A World Without Colour..

I remember when I submitted my undergad dissertation and there were a few funny looks, as it wasn’t what my peers or my lecturers expected. I had done an enormous amount of work on education; social class, disparities, divisions, writing papers for international conferences, campaigning for equal rights within all areas of education and comparing the results of the Netherlands, Swedish and Australian system, to name just a few.

So perhaps it came as a bit of a surprise, when I submitted my dissertation on child trafficking and sexual exploitation..well, actually no. This was precisely what I intended. I had been in the midst of it myself as a teenager, while it was all happening around me and later, with the scandal of Rochdale and many more.
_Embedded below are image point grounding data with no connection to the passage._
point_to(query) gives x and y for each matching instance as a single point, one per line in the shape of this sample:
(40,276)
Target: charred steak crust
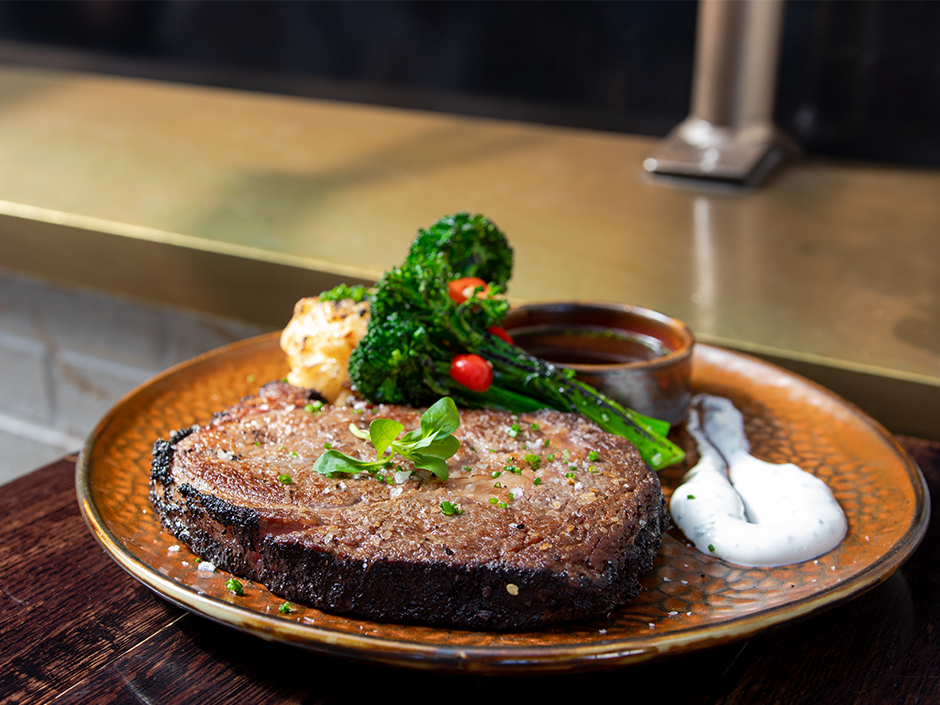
(571,547)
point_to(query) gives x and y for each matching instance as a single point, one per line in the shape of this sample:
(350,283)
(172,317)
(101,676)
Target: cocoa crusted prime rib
(565,541)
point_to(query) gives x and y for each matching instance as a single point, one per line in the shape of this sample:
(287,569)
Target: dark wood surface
(74,628)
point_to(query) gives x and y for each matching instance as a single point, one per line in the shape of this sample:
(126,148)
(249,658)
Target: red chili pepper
(461,289)
(472,371)
(500,333)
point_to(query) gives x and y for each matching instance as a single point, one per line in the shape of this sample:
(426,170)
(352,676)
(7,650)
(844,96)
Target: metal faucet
(730,136)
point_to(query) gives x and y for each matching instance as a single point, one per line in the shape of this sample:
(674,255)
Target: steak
(556,519)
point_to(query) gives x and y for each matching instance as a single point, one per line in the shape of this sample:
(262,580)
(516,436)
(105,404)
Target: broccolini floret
(418,331)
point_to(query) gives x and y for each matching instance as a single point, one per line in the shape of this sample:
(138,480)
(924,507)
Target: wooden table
(75,628)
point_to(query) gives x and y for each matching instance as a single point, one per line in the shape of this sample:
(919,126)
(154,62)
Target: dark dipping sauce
(588,345)
(638,356)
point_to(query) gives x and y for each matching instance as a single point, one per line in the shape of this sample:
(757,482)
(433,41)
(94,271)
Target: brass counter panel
(239,203)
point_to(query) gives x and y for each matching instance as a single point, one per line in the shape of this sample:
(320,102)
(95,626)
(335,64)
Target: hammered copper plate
(690,601)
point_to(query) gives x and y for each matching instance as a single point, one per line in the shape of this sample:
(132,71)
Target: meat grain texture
(563,538)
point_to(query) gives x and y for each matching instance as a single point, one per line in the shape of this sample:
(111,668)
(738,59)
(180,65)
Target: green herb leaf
(383,432)
(441,418)
(427,447)
(450,509)
(335,462)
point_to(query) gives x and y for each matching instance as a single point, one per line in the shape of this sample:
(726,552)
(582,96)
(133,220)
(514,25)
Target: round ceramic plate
(689,601)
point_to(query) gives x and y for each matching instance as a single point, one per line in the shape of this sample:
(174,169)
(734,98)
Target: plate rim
(503,659)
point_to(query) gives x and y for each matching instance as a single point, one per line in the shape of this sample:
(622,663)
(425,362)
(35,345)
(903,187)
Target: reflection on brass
(242,203)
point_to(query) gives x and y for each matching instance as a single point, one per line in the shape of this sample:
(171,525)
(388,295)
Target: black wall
(858,79)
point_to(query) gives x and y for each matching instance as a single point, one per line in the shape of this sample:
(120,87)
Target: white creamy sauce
(745,510)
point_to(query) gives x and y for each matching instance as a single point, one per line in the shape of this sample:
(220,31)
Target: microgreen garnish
(427,447)
(450,509)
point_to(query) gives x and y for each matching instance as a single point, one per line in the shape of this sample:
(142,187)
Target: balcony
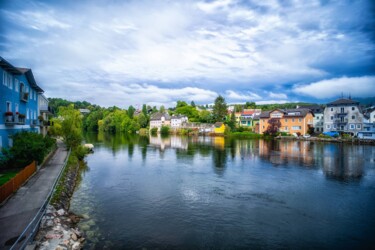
(24,96)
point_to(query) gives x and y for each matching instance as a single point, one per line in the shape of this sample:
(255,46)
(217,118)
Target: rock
(76,246)
(61,212)
(74,237)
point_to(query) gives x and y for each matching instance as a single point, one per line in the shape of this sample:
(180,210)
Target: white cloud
(277,95)
(355,86)
(242,96)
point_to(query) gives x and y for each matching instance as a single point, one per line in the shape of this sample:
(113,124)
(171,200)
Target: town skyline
(128,53)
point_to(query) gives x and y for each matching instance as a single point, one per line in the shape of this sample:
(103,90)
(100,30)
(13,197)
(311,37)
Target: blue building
(18,102)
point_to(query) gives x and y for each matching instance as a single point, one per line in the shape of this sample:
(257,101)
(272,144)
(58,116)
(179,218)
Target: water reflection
(339,161)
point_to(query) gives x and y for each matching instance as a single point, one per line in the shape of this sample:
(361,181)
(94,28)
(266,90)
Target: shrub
(164,130)
(154,131)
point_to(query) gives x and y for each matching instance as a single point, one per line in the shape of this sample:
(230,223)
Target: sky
(158,52)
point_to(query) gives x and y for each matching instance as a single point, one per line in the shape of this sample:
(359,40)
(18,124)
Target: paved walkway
(21,208)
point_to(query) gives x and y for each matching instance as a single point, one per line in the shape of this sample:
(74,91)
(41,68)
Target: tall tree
(219,109)
(131,111)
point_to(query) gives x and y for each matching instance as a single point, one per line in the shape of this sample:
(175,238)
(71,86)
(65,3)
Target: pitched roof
(157,116)
(218,124)
(30,77)
(343,101)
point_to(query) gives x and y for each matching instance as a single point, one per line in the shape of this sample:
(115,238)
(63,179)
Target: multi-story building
(158,120)
(293,121)
(318,122)
(343,115)
(18,101)
(178,120)
(44,112)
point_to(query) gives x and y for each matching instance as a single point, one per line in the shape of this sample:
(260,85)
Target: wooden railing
(17,181)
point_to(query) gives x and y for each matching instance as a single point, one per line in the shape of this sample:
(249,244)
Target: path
(20,209)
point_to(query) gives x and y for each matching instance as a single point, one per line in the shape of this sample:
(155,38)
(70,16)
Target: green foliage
(71,126)
(219,109)
(164,130)
(28,146)
(154,131)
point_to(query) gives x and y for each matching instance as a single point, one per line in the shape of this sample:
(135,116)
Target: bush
(154,131)
(164,130)
(29,146)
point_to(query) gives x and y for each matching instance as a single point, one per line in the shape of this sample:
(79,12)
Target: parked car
(331,133)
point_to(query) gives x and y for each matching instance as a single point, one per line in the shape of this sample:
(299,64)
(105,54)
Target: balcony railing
(24,96)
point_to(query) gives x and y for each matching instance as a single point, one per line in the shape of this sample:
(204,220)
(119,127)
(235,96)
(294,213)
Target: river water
(218,193)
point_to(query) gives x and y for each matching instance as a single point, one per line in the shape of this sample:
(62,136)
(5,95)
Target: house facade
(343,115)
(18,102)
(293,121)
(158,120)
(177,121)
(318,121)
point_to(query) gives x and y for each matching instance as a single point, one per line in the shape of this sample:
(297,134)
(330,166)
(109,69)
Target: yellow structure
(292,120)
(219,128)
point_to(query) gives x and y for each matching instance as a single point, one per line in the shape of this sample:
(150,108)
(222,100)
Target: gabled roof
(342,101)
(157,116)
(30,77)
(9,67)
(218,124)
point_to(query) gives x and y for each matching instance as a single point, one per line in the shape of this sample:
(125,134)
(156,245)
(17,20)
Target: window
(9,107)
(4,78)
(16,85)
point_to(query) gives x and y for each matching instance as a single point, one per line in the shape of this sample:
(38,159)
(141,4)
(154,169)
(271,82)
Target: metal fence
(17,181)
(32,228)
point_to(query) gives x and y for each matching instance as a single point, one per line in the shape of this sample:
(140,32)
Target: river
(220,193)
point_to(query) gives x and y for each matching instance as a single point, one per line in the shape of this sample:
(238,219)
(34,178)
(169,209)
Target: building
(158,120)
(318,122)
(368,131)
(18,101)
(247,117)
(43,113)
(219,128)
(177,121)
(293,121)
(343,115)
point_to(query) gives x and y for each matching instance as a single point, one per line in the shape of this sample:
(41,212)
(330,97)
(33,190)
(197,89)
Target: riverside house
(293,121)
(344,115)
(158,120)
(18,101)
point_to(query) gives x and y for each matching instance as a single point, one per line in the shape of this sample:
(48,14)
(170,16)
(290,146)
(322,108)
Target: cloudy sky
(157,52)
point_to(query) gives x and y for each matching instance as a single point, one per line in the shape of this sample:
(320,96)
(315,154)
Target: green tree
(131,111)
(220,109)
(71,125)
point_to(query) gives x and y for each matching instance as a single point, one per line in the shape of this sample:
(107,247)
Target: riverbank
(58,227)
(355,141)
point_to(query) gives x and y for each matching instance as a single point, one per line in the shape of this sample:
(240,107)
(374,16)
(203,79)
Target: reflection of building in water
(169,142)
(343,161)
(284,152)
(218,142)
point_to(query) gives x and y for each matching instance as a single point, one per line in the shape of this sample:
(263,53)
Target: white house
(178,120)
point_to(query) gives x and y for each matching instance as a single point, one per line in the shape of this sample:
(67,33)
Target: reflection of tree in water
(219,158)
(343,161)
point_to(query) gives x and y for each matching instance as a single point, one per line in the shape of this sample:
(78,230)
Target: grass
(6,176)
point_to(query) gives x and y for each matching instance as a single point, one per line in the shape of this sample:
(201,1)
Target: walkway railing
(32,228)
(17,181)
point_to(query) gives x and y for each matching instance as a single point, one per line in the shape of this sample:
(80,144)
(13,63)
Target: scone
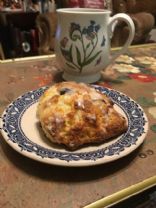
(75,114)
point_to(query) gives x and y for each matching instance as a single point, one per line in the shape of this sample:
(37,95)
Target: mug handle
(129,21)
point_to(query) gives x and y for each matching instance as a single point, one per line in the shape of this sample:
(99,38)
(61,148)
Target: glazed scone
(75,114)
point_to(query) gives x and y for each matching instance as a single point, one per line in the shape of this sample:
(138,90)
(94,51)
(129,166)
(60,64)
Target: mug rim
(83,11)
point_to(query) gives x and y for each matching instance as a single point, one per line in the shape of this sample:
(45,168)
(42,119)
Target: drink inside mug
(82,42)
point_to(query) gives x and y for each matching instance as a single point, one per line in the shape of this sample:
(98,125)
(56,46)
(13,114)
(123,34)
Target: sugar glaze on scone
(74,114)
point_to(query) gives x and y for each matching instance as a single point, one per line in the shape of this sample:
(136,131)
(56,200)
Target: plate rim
(51,161)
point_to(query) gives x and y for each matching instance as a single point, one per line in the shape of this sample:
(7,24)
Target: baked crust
(74,114)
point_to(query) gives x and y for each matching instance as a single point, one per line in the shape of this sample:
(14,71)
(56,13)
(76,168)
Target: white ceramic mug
(82,42)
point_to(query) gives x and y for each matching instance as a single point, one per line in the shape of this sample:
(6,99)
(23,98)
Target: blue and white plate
(21,130)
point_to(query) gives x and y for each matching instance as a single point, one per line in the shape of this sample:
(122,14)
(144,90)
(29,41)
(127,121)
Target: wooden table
(28,183)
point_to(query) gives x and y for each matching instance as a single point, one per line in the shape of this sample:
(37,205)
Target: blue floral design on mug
(83,42)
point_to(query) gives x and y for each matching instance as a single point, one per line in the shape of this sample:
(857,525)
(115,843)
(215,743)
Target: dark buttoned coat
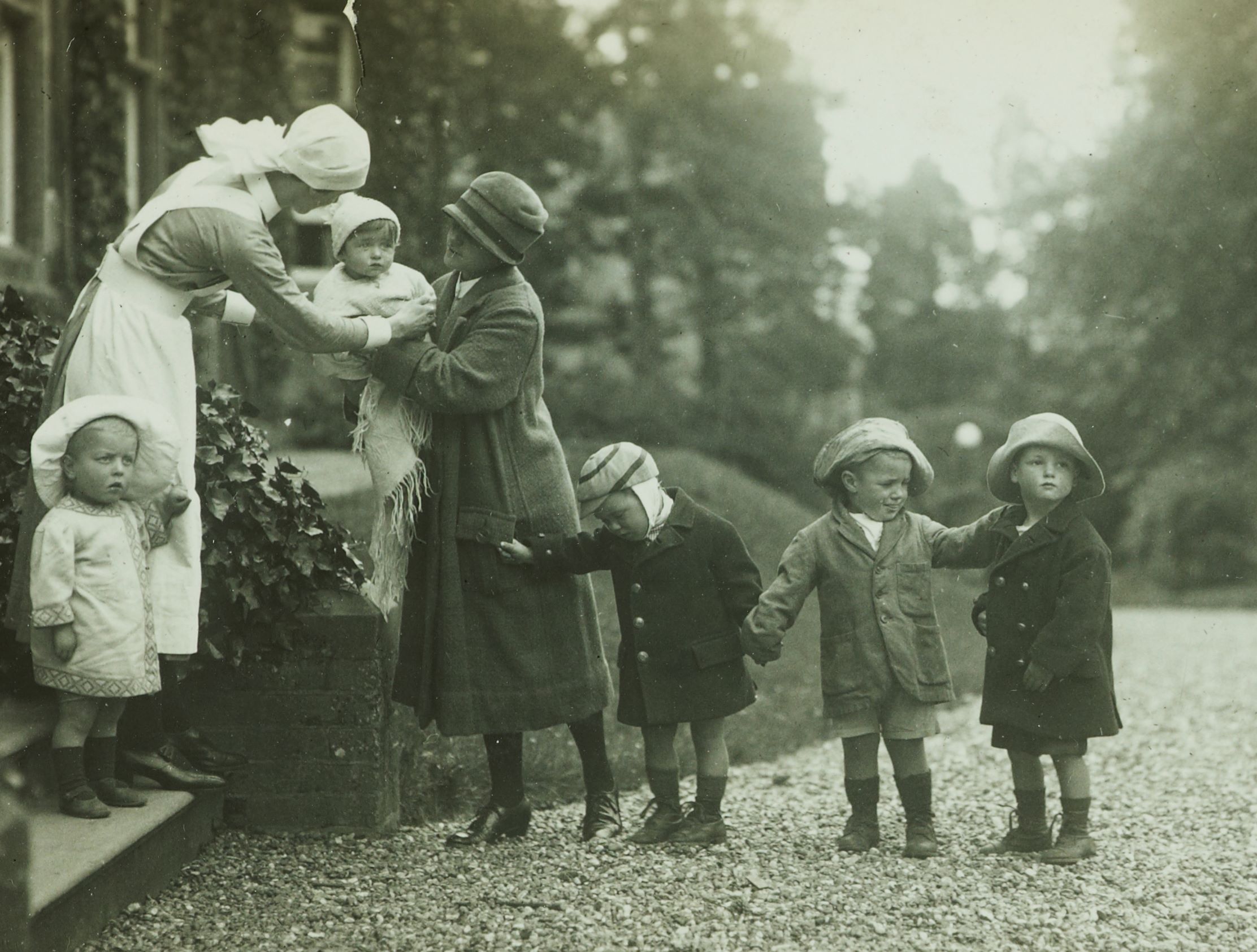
(679,600)
(488,647)
(1047,602)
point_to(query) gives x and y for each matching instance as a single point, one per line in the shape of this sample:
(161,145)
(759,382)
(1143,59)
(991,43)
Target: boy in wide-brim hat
(1046,615)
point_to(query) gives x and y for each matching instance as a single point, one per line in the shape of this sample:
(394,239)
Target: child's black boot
(664,810)
(861,833)
(99,756)
(1030,832)
(76,797)
(1074,842)
(703,821)
(917,794)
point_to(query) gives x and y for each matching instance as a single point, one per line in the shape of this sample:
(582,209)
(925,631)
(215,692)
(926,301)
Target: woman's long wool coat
(488,647)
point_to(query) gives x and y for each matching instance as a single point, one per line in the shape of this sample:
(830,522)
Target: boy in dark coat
(1048,681)
(683,581)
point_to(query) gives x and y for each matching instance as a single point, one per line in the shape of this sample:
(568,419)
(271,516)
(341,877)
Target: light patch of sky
(939,79)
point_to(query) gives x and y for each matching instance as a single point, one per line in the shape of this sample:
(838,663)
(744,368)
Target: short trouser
(896,716)
(1015,738)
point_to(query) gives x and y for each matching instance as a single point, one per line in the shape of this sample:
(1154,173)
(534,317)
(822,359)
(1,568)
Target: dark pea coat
(679,600)
(1047,602)
(488,647)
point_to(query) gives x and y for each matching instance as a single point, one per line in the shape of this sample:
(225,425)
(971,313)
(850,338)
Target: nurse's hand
(414,320)
(64,642)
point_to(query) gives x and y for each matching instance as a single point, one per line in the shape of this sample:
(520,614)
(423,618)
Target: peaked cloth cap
(1044,430)
(502,213)
(323,148)
(865,439)
(156,458)
(351,211)
(611,469)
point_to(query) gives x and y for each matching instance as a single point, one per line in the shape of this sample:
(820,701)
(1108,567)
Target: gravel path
(1176,819)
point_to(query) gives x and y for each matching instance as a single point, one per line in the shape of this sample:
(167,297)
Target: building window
(322,57)
(322,64)
(8,133)
(144,111)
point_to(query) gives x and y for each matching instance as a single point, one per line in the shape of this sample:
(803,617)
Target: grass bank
(443,774)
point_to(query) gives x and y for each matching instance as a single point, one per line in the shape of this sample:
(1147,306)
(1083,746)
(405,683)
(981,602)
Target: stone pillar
(14,863)
(315,722)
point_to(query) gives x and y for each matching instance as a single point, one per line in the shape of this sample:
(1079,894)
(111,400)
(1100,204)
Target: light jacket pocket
(913,586)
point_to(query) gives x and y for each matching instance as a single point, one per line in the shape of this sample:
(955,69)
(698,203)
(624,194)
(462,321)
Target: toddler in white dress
(106,467)
(390,432)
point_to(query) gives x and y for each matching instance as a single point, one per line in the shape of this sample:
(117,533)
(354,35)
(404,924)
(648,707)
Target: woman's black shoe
(601,815)
(492,824)
(204,755)
(169,768)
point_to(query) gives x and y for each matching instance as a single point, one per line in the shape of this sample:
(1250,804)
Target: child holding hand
(105,466)
(390,430)
(683,581)
(883,663)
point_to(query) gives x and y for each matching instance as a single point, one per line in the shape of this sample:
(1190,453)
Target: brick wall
(315,724)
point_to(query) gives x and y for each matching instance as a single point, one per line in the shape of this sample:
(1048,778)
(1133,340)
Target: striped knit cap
(502,213)
(611,469)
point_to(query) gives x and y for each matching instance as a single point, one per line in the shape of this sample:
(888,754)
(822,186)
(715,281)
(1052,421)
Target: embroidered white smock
(90,570)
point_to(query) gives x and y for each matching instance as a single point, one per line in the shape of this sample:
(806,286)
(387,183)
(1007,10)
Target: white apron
(137,343)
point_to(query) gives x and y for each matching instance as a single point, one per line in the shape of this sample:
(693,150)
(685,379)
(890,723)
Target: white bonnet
(352,211)
(156,460)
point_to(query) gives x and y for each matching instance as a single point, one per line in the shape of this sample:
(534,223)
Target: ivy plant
(268,547)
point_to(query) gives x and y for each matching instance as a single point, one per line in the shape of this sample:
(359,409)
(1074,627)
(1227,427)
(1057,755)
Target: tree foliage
(1144,288)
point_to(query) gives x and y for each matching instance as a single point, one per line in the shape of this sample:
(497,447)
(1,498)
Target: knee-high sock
(506,755)
(174,703)
(591,743)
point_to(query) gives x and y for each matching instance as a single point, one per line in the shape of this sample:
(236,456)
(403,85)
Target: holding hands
(414,320)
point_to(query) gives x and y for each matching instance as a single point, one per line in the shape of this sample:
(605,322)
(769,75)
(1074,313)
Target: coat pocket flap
(484,526)
(717,651)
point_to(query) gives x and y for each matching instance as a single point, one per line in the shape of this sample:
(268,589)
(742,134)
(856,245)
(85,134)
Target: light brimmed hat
(611,469)
(502,213)
(351,211)
(156,458)
(1042,430)
(866,438)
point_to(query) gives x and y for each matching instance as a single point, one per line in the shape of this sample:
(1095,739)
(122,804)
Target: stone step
(82,873)
(24,722)
(86,872)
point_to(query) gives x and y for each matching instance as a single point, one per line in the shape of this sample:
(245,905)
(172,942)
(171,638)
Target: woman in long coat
(205,229)
(491,648)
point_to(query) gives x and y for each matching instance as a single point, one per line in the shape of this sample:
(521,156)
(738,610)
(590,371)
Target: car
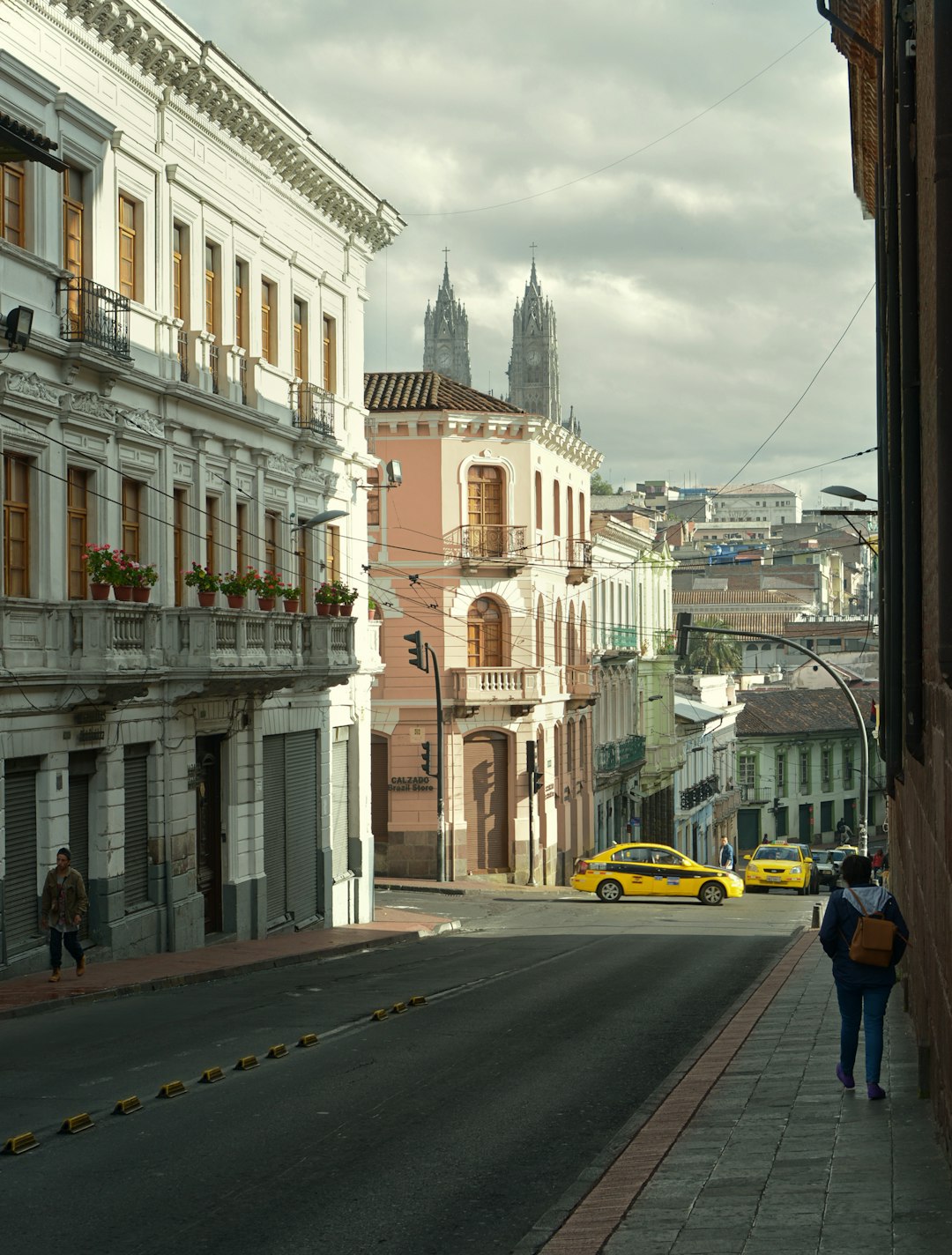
(828,867)
(648,870)
(777,866)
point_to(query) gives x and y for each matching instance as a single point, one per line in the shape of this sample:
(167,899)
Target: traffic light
(535,777)
(416,650)
(683,624)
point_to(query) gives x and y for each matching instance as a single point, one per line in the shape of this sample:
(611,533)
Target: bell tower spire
(534,364)
(446,333)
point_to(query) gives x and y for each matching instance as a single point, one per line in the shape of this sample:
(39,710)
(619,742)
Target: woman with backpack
(866,935)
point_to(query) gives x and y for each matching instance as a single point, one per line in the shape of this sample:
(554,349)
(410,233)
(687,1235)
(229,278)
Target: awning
(19,142)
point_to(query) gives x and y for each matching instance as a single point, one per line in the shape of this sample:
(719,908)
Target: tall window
(271,523)
(330,354)
(301,340)
(132,518)
(331,561)
(212,532)
(484,630)
(129,227)
(269,317)
(485,511)
(373,497)
(17,526)
(242,304)
(11,219)
(180,505)
(77,530)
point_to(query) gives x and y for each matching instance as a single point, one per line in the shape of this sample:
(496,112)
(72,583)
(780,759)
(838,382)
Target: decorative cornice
(121,29)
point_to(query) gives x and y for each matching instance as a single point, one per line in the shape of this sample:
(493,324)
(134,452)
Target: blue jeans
(56,940)
(866,1003)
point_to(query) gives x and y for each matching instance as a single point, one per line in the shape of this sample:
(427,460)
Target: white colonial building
(192,390)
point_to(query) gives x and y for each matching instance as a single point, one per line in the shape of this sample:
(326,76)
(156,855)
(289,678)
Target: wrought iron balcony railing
(313,409)
(479,541)
(95,316)
(614,755)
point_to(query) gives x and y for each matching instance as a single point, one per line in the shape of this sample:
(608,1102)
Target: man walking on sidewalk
(64,903)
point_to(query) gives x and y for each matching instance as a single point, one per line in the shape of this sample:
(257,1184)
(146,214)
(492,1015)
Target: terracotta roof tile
(411,392)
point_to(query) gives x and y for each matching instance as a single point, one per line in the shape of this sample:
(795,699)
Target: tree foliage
(710,654)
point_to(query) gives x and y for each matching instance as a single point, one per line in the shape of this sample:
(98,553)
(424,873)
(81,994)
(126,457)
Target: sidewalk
(26,995)
(759,1151)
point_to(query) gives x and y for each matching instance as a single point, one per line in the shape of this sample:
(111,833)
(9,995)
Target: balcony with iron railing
(579,555)
(495,686)
(487,544)
(94,316)
(617,755)
(313,409)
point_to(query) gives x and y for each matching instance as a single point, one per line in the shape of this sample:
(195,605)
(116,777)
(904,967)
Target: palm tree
(712,654)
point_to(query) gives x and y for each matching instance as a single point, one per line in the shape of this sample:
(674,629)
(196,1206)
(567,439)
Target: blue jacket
(837,930)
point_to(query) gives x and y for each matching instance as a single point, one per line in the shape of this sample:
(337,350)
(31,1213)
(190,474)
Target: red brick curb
(600,1211)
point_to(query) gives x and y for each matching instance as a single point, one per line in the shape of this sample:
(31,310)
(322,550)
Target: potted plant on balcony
(204,582)
(268,586)
(100,568)
(235,586)
(324,598)
(345,598)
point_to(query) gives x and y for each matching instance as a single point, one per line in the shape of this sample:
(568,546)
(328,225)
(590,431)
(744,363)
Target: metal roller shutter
(21,908)
(301,823)
(340,807)
(275,854)
(136,881)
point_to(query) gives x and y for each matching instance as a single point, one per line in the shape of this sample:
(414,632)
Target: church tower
(534,366)
(446,335)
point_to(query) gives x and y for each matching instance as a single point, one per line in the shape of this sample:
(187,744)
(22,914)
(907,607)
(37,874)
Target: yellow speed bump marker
(172,1089)
(77,1124)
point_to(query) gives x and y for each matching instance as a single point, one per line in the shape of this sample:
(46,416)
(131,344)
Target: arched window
(484,629)
(485,511)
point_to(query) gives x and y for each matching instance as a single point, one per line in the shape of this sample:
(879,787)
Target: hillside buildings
(191,392)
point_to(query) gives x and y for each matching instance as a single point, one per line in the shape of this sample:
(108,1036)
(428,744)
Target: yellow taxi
(779,866)
(648,870)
What did my research discover? That a lack of education in migrants, was central to the atrocities in the North of England. Learning the language of a new country is one thing, but understanding the cultural differences, the overall values and beliefs is altogether different.

Since my paper was published, the government have introduced a new way of educating inidivduals from overseas and helping them integrate well into society. My paper may not have had anything to do with the overall policy change, but it certainly helped me understand the importance of research in being a mechanism for key social and political change.

Looking over my research from the last 12 months, the main things that stand out are my curiosity for raw materials, for the monochrome, the bare bones of materials. Having recently read Patrick Grant’s Less, this further cemented my yearning to make a difference, by going back to basics in a sense. From a visual art point of view, my eye is often drawn to black & white. I shoot in B&W, I began my journey into portrait realism in B&W, I love the rich, deep tones of charcoal, along with it’s raw, natural aesthetic. Some of the most striking imagery I have ever seen has been purely B&W. Perhaps by avoiding colour, we accentuate a deeper level of substance, that speaks far more nuanced and cuts deeper than anything else.

Model - Jenny Shimizu for Banana Republic in the 1990s.

When Jenny Shimizu appeared on a billboard in Times Square in the 90s for Banana Republic, alongside the words American Beauty, it was not only a bold fashion statement, but a pivitol moment in equality. It was profound.

In Roland Barthes essay Camera Lucida, published in 1980, he states that for a photograph to be powerful it must have what he called punctum, which he defined as the sensory, intensely subjective effect of a photograph on the viewer: “The punctum of a photograph is that accident which pricks me (but also bruises me, is poignant to me).”

I started looking at other images in B&W and their profound sense of punctum; of their power and persuasion over anything of colour. The first part of my Hear Me RAW! exhibition focused on the form and character of the raw materials within our everyday urban areas. I felt something intense when I came across the demolition site in Warrington - looking into half demolished rooms, like something from the Blitz. The very idea that the structure would no longer be there within a few short weeks, all of the history and life removed, deleted from the landscape, affected me emotionally and drew me to capture the image in that moment.

The David M. Solinger Collection. Franz Kline. Sotherby's.

Since then, I have looked differently at other examples of B&W art, particularly drawn to the work of Franz Kline and of course, Picasso’s Guernica - both very different, but equally powerful. And this is where my journey takes me. I find myself longing to find out more about these pieces.

What was the intention? Was there an intention? How are they percieved by the viewer? How does the work portray a sense of power and/or persuasion?